Cheetah & Cheshire Rob the Justice League #1:  The two villains team up, recruit a crew, and make a plan to rob the Justice League Watchtower from under the nose of its heroes.  Sounds like a fun premise for a superhero heist comic, right?  I think so too, but what surprises me about it is that it’s coming from writer Greg Rucka.  He’s written some great comics over the years – superhero and not – but ones that I’d characterize as “fun?”  Not so much.  Still, there’s a first time for everything and I’d like to see if he can make a comic like that, if that’s even his goal.  Nicola Scott illustrates this and if she and Rucka aren’t going to do any more “Black Magick” then I guess this is the next best thing.

Challengers of the Unknown:  When Darkseid died, he set the Absolute Universe into motion.  He also opened up a bunch of rifts in the fabric of space in the regular DC Universe.  Now it’s up to the five-person team that is the Challengers and the rest of the Justice League to seal these rifts.  It sounds simple enough, except that a foe from the team’s past is working against them and that may make the difference between a universe that lives and a universe that dies.  Christopher Cantwell writes with Sean Izaakse illustrating, and I was more interested in this series before I read Cantwell’s short “Challengers” story with Jorge Fornes in the latest volume of “Batman/Superman.”  That was an inscrutable bit of weirdness that I hope isn’t representative of the whole story here.

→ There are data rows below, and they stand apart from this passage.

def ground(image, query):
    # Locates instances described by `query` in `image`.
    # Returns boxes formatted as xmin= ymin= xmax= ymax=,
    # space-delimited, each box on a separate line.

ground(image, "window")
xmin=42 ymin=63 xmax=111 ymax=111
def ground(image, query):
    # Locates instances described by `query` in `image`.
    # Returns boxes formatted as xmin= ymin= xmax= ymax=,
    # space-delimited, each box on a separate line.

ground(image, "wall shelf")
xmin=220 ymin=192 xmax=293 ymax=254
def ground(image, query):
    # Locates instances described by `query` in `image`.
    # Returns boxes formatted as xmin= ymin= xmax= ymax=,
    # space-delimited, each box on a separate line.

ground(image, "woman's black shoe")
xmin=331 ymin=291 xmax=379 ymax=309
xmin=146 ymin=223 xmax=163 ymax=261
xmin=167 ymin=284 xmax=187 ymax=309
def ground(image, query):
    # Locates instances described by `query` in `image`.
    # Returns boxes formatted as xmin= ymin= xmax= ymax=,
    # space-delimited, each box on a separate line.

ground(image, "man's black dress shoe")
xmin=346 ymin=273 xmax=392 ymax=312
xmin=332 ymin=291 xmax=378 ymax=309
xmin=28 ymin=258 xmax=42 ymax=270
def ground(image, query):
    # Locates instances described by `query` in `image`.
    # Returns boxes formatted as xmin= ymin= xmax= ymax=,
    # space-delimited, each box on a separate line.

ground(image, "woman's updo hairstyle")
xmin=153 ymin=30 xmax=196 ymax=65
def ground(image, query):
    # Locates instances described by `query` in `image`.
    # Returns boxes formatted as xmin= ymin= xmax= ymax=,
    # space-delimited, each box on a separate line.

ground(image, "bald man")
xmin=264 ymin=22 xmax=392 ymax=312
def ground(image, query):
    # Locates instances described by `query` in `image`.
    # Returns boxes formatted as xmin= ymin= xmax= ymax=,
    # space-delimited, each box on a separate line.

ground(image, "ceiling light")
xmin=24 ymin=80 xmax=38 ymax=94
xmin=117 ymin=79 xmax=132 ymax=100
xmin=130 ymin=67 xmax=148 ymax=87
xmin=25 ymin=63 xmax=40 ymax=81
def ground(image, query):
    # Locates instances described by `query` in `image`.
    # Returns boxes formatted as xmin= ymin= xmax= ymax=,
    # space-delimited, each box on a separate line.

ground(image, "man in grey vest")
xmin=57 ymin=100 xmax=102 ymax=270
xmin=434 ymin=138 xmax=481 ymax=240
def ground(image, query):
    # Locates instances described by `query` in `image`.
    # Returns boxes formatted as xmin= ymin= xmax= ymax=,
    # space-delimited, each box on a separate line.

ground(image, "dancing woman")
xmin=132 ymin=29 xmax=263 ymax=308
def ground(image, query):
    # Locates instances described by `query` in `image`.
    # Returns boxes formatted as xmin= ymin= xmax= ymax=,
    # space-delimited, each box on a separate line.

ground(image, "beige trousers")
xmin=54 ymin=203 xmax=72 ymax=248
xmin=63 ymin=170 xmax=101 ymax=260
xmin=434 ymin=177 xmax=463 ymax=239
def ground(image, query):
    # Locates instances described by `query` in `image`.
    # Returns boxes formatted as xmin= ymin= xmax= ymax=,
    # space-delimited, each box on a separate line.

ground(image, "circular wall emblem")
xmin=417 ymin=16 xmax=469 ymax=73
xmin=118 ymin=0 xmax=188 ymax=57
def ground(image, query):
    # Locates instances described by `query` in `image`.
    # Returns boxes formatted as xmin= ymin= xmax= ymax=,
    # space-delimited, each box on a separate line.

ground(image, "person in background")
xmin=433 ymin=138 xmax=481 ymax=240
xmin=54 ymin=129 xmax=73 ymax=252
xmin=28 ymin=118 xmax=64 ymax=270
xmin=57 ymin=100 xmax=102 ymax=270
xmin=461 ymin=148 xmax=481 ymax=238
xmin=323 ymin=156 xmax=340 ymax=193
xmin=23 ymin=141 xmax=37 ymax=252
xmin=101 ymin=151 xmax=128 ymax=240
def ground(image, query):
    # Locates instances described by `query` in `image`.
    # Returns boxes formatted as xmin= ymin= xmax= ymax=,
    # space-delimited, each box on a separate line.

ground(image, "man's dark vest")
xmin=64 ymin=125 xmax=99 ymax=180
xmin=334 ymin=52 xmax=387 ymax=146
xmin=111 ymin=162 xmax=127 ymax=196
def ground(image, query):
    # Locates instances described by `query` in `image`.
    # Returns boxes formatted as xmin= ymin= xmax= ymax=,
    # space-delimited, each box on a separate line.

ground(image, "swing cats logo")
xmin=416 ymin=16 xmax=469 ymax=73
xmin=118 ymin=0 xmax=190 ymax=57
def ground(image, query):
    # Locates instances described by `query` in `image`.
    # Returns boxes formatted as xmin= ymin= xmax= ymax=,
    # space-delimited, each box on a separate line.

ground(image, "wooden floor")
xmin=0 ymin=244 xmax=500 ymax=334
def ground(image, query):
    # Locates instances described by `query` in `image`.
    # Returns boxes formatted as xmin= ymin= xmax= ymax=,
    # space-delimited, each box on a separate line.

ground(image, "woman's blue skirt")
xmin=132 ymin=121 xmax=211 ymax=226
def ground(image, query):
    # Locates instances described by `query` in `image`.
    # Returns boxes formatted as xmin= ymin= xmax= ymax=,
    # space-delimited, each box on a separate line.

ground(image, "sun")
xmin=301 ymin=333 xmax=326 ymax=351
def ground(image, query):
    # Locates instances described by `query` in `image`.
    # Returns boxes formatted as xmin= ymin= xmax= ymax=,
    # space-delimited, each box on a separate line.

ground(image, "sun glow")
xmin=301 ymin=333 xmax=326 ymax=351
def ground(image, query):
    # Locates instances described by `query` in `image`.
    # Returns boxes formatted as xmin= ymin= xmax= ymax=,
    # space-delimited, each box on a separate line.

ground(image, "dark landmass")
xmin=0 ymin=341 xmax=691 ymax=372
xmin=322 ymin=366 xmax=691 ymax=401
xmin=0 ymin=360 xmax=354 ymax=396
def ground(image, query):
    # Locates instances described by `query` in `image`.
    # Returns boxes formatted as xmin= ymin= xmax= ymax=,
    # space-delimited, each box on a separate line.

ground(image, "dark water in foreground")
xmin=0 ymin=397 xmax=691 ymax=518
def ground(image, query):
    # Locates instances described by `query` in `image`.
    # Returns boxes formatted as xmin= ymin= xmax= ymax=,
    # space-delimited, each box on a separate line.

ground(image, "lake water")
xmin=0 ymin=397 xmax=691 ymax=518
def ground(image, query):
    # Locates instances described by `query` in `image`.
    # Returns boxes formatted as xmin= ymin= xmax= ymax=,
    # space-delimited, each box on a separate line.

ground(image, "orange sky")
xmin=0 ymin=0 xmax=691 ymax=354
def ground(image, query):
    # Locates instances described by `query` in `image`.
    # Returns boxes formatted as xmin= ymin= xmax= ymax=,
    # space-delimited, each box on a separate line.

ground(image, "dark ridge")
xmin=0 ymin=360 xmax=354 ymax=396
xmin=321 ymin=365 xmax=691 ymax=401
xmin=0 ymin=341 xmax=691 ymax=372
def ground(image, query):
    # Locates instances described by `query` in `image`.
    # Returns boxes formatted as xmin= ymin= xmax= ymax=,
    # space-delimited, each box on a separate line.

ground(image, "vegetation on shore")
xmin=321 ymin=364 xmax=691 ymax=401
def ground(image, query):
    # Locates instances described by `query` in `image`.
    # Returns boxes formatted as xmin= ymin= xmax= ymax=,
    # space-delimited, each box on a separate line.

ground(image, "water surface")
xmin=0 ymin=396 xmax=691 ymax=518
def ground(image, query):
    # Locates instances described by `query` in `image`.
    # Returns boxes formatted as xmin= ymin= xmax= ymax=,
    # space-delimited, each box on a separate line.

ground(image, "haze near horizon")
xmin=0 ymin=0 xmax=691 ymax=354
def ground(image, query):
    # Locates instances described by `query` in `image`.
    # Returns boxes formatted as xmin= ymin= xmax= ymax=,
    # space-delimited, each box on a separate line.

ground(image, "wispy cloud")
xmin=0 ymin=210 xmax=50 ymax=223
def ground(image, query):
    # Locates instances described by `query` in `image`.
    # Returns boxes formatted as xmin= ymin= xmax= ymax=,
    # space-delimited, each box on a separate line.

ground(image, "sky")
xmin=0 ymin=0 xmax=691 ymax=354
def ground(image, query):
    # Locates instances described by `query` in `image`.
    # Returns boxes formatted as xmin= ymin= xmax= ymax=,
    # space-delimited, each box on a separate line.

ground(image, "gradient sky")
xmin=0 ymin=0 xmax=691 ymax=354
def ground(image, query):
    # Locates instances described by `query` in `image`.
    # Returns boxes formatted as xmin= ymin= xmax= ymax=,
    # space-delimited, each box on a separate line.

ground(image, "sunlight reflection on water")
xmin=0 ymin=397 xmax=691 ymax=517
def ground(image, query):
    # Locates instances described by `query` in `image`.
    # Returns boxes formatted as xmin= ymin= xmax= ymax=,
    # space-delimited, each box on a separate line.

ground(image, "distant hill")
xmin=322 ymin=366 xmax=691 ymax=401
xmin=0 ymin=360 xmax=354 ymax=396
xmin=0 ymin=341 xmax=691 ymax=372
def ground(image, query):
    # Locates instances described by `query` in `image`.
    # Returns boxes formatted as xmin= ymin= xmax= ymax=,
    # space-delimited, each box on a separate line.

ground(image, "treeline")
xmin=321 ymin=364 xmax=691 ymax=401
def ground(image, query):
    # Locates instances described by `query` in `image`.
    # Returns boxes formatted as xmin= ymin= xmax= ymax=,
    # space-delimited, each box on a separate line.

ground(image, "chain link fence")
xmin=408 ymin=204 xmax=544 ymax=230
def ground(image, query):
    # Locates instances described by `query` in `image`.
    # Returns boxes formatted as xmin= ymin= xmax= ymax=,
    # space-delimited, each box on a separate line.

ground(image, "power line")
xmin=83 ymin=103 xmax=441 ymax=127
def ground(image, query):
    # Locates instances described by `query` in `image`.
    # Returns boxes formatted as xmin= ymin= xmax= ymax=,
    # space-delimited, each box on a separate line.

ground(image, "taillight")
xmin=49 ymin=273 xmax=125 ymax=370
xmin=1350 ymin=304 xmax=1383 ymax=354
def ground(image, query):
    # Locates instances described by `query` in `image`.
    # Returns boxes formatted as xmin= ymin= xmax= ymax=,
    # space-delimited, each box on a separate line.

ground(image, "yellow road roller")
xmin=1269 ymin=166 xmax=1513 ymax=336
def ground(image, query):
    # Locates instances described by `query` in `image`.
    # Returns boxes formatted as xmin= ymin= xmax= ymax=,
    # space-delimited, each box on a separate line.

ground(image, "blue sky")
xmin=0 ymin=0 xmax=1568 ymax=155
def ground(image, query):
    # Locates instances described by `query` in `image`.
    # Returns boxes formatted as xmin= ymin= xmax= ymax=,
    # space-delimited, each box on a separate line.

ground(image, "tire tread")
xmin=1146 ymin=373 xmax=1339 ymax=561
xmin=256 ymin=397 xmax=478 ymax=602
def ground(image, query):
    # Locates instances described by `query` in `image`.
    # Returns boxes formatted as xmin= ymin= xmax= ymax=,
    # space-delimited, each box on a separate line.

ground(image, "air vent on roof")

Green Lantern by Robert Venditti Omnibus vol. 1:  Geoff Johns’ run on this title was era-defining and they were going to need someone big to fill his shoes there.  DC went with Robert Venditti, and while I liked “The Surrogates” and “The Homeland Directive” well enough, it wasn’t a pick that really excited me.  However, Venditti wound up having a long “Green Lantern” run – nearly as long as Johns’, I believe – so it’s clear that he must’ve been doing something right.  Now DC is collecting his run in omnibus form, so this looks like the easiest way to figure out what I’ve been missing… assuming I can find a way to fit this first one on my shelf.

Batman Black & White Compendium:  Collects the three “Black & White” miniseries that have been released so far, plus all of the stories from “Gotham Knights” and “Batman:  The Brave & The Bold.”  I’m going to have to check and see if the existing collections contain all of these, because this has been one of the most consistently good anthology series DC has published.  Ever.  Even when the stories don’t always click (and they usually do) the art is always fantastic to behold.  So getting all of these stories, over a thousand pages of them, for $60 is the kind of deal that any serious Bat-fan, or comics fan in general, should invest in.

The Authority Omnibus vol. 2 HC:  It doesn’t seem write to say that an omnibus featuring a significant chunks written by the likes of Garth Ennis and Ed Brubaker represents the point where things started going bad for the once cutting-edge superteam… but you can’t pin it all on Robbie Morrison.  I do still own the “Authority” comics collected here from Ennis and Brubaker and while they’re not terrible, they don’t represent either writer’s best work.  Best to just stick with the first omnibus if you’re interested.